According to legend, the harmonica intro to "Love Me Do" came about because of the popularity/sales of "I Remember You" (which started with a very similar harmonica line). Someone in the studio at Parlophone, or wherever insisted that the harmonica opening be inserted, so John played it.

Two films which sort of capture the entire era in British pop from about 1962-68 are "That'll Be the Day", and "Stardust", both featuring singer David Essex, as well as a bunch of British well-knowns like Keith Moon, Ringo Starr, Adam Faith (whose song "It's Alright" is one of the singularly greatest British singles of the mid-1960's, and the sort of thing I'm surprised the Ramones never covered YouTube - It's Alright - Adam Faith and The Roulettes ), Dave Edmunds, and undoubtedly many others whose names I don't recognize.
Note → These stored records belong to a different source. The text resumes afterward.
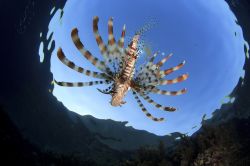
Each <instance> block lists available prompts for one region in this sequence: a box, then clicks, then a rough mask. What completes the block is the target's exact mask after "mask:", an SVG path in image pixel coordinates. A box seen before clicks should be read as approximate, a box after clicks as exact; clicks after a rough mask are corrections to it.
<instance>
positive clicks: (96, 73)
mask: <svg viewBox="0 0 250 166" xmlns="http://www.w3.org/2000/svg"><path fill="white" fill-rule="evenodd" d="M98 21H99V18H98V17H97V16H96V17H94V19H93V32H94V36H95V39H96V42H97V45H98V47H99V50H100V52H101V55H102V56H103V59H104V60H103V61H102V60H99V59H98V58H96V57H95V56H93V55H92V54H91V53H90V52H89V51H88V50H86V49H85V48H84V45H83V44H82V42H81V40H80V38H79V36H78V30H77V28H74V29H73V30H72V32H71V37H72V40H73V43H74V44H75V46H76V48H77V49H78V50H79V51H80V53H81V54H82V55H83V56H84V57H85V58H86V59H87V60H88V61H89V62H90V63H92V64H93V65H94V66H95V67H96V68H97V69H99V70H100V71H101V72H94V71H90V70H87V69H84V68H82V67H79V66H77V65H75V64H74V63H73V62H71V61H70V60H69V59H67V58H66V56H65V55H64V53H63V51H62V49H61V48H59V49H58V51H57V56H58V58H59V60H60V61H61V62H62V63H63V64H65V65H66V66H68V67H69V68H71V69H73V70H75V71H77V72H79V73H82V74H84V75H87V76H91V77H94V78H98V79H101V81H91V82H74V83H72V82H58V81H56V80H55V83H56V84H58V85H60V86H68V87H83V86H92V85H98V84H110V85H109V86H108V88H107V89H104V90H101V89H98V90H99V91H100V92H101V93H104V94H110V95H111V96H112V99H111V102H110V103H111V105H112V106H121V105H122V104H124V103H126V102H125V101H123V98H124V96H125V95H126V93H127V92H128V91H129V90H130V89H131V90H132V93H133V95H134V97H135V99H136V101H137V103H138V104H139V106H140V107H141V109H142V111H143V112H144V113H145V114H146V116H147V117H149V118H150V119H152V120H154V121H163V120H164V119H163V118H156V117H154V116H153V115H151V114H150V113H149V112H148V111H147V109H146V108H145V107H144V105H143V104H142V102H141V100H140V99H139V96H141V97H142V98H143V99H144V100H145V101H147V102H148V103H150V104H152V105H154V106H155V107H157V108H159V109H161V110H164V111H171V112H172V111H175V110H176V109H175V108H173V107H164V106H162V105H160V104H158V103H156V102H155V101H153V100H152V99H151V98H150V97H149V96H148V94H149V93H154V94H161V95H172V96H175V95H181V94H184V93H186V91H187V90H186V89H185V88H184V89H182V90H179V91H166V90H161V89H159V88H158V87H157V86H159V85H167V84H174V83H178V82H182V81H184V80H186V79H187V78H188V74H183V75H181V76H179V77H177V78H175V79H173V80H166V79H164V77H165V76H166V75H168V74H170V73H172V72H174V71H176V70H178V69H180V68H181V67H183V66H184V64H185V61H183V62H182V63H180V64H179V65H177V66H175V67H172V68H169V69H166V70H160V67H161V66H163V64H164V63H165V62H166V61H167V60H168V59H169V58H170V57H171V56H172V54H169V55H168V56H166V57H165V58H163V59H162V60H161V61H159V62H158V63H154V62H153V61H154V59H155V57H156V55H157V53H155V54H154V55H153V56H152V57H151V59H150V60H149V61H148V62H147V63H146V64H143V65H141V66H140V70H138V71H137V72H135V69H136V62H137V58H138V55H139V53H138V41H139V38H140V34H139V33H137V34H135V35H134V37H133V39H132V41H131V42H130V44H129V45H128V47H126V48H124V37H125V25H124V26H123V29H122V33H121V37H120V39H119V40H118V42H116V40H115V38H114V35H113V18H110V19H109V21H108V34H109V36H108V45H106V44H104V42H103V40H102V37H101V36H100V34H99V30H98Z"/></svg>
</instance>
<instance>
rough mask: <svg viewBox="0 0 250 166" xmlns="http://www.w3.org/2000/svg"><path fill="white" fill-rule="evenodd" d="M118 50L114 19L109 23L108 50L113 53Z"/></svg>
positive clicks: (108, 21)
mask: <svg viewBox="0 0 250 166" xmlns="http://www.w3.org/2000/svg"><path fill="white" fill-rule="evenodd" d="M115 48H116V43H115V37H114V33H113V18H112V17H111V18H110V19H109V21H108V50H109V52H110V53H113V52H114V50H115Z"/></svg>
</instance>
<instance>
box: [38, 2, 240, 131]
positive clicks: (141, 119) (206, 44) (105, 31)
mask: <svg viewBox="0 0 250 166" xmlns="http://www.w3.org/2000/svg"><path fill="white" fill-rule="evenodd" d="M94 16H99V31H100V34H101V35H102V38H103V39H104V41H107V38H108V33H107V31H108V30H107V22H108V19H109V17H113V18H114V34H115V36H116V37H117V38H118V37H119V36H120V34H121V30H122V26H123V24H126V36H127V37H131V36H133V35H134V33H135V32H136V31H138V30H139V29H140V28H142V27H143V26H144V25H145V24H146V23H147V22H150V20H154V22H156V25H155V26H153V27H152V28H151V29H150V30H149V31H147V32H145V34H144V35H145V36H144V37H143V40H144V41H145V43H146V44H148V45H149V46H150V48H151V50H152V52H155V51H159V52H160V54H159V55H158V56H157V58H156V62H157V60H160V59H162V58H163V57H164V55H167V54H169V53H174V55H173V56H172V57H171V59H169V60H168V61H167V63H165V65H164V66H163V69H167V68H169V67H173V66H175V65H177V64H179V63H180V62H182V61H183V60H186V65H185V66H184V67H183V68H182V69H181V70H178V71H177V72H174V73H173V74H171V75H169V76H167V78H168V79H172V78H175V77H176V76H179V75H181V74H184V73H189V75H190V76H189V78H188V80H187V81H184V82H182V83H178V84H175V85H167V86H162V87H161V88H162V89H166V90H179V89H182V88H187V89H188V93H187V94H184V95H181V96H161V95H157V94H153V95H151V97H152V98H153V99H154V100H155V101H157V102H158V103H160V104H163V105H166V106H173V107H176V108H178V111H176V112H172V113H169V112H164V111H161V110H158V109H157V108H155V107H153V106H152V105H150V104H148V103H146V102H145V101H143V103H144V104H145V106H146V108H147V109H148V111H149V112H151V113H152V115H154V116H156V117H164V118H165V119H166V121H165V122H161V123H157V122H154V121H152V120H150V119H148V118H147V117H146V116H145V115H144V113H143V112H142V111H141V110H140V108H139V106H138V104H137V103H136V101H135V100H134V97H133V96H132V94H131V92H130V93H128V94H127V96H126V98H125V100H126V101H127V103H126V104H125V105H123V106H122V107H112V106H111V105H110V104H109V101H110V99H111V96H110V95H104V94H101V93H100V92H98V91H97V90H96V88H97V87H98V88H105V87H107V85H106V86H92V87H83V88H67V87H59V86H57V85H55V88H54V90H53V94H54V95H55V96H56V97H57V98H58V100H59V101H62V102H63V104H64V105H65V106H66V107H67V108H69V110H71V111H74V112H77V113H79V114H81V115H93V116H94V117H96V118H100V119H113V120H116V121H128V124H127V125H128V126H133V127H134V128H136V129H143V130H147V131H149V132H152V133H155V134H158V135H166V134H169V133H172V132H182V133H188V134H192V133H193V132H195V131H196V130H197V129H199V127H200V122H201V119H202V116H203V115H204V114H206V117H207V118H210V117H211V116H212V112H213V111H214V110H215V109H217V108H220V106H221V104H222V103H223V102H224V103H225V102H232V101H230V99H228V98H227V97H226V96H228V95H229V94H230V92H231V91H232V90H233V88H234V87H235V85H236V84H237V82H238V80H239V78H240V77H241V76H244V72H243V70H242V68H243V64H244V58H245V57H244V39H243V35H242V30H241V27H239V26H238V25H237V24H236V18H235V16H234V15H233V13H232V12H231V11H230V9H229V6H228V5H227V4H226V3H225V2H224V1H223V0H210V1H207V0H192V1H185V0H180V1H170V0H169V1H164V0H156V1H155V0H147V1H142V0H141V1H132V0H126V1H121V0H118V1H117V0H110V1H102V0H95V1H91V0H70V1H67V3H66V5H65V7H64V9H63V16H62V17H61V11H60V10H58V11H57V12H56V14H55V15H54V16H53V18H52V20H51V22H50V24H49V32H48V34H47V35H49V34H50V33H51V32H53V33H54V34H53V40H55V43H56V48H55V50H54V52H53V55H52V58H51V71H52V73H53V75H54V78H55V79H56V80H58V81H66V82H78V81H82V82H87V81H90V80H95V79H94V78H89V77H87V76H84V75H82V74H80V73H77V72H75V71H73V70H71V69H69V68H68V67H66V66H65V65H63V64H62V63H61V62H60V61H59V59H58V58H57V56H56V52H57V49H58V47H62V48H63V50H64V52H65V55H66V56H67V57H68V59H70V60H71V61H73V62H75V64H77V65H79V66H82V67H84V68H86V69H89V70H93V71H98V70H97V69H96V68H95V67H93V66H92V65H91V64H90V63H89V62H88V61H87V60H86V59H85V58H84V57H83V56H82V55H81V54H80V52H78V50H77V49H76V48H75V46H74V44H73V42H72V40H71V36H70V33H71V30H72V29H73V28H75V27H77V28H78V30H79V35H80V38H81V40H82V42H83V43H84V45H85V47H86V48H87V49H88V50H89V51H90V52H91V53H92V54H93V55H95V56H96V57H98V58H102V57H101V55H100V52H99V49H98V46H97V44H96V41H95V38H94V35H93V32H92V19H93V17H94ZM126 42H128V39H127V38H126ZM40 52H41V49H40ZM143 56H145V54H143V55H142V56H141V57H143ZM41 60H42V57H41Z"/></svg>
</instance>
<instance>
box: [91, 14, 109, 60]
mask: <svg viewBox="0 0 250 166" xmlns="http://www.w3.org/2000/svg"><path fill="white" fill-rule="evenodd" d="M98 21H99V18H98V17H97V16H95V17H94V18H93V32H94V35H95V39H96V43H97V45H98V47H99V49H100V52H101V54H102V55H103V57H104V59H107V58H108V55H107V46H106V45H105V43H104V42H103V40H102V37H101V36H100V34H99V30H98Z"/></svg>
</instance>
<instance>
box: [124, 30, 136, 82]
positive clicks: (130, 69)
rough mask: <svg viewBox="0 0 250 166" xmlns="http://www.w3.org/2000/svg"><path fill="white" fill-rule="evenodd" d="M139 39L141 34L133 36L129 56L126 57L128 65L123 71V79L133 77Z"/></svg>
mask: <svg viewBox="0 0 250 166" xmlns="http://www.w3.org/2000/svg"><path fill="white" fill-rule="evenodd" d="M138 40H139V35H135V36H134V37H133V40H132V41H131V43H130V44H129V46H128V51H127V58H126V67H125V69H124V70H123V72H122V75H121V77H122V78H123V80H128V79H131V76H132V73H133V71H134V68H135V62H136V58H137V57H136V56H137V55H136V49H137V42H138Z"/></svg>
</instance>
Actually, "That'll Be the Day" and "Backbeat", the film about the Beatles' time in Hamburg, would make a nice double bill for a lazy Saturday afternoon.


----------



## snacker (Jun 26, 2008)

mine in sequential order

beatles
the jam & sex pistols
the smiths & the cure
radiohead & travis
elbow


----------



## Robert1950 (Jan 21, 2006)

The British Invasion ends with the beginning of th Pyschedelic era IMO. So, a band like Zep wouldn't count.


----------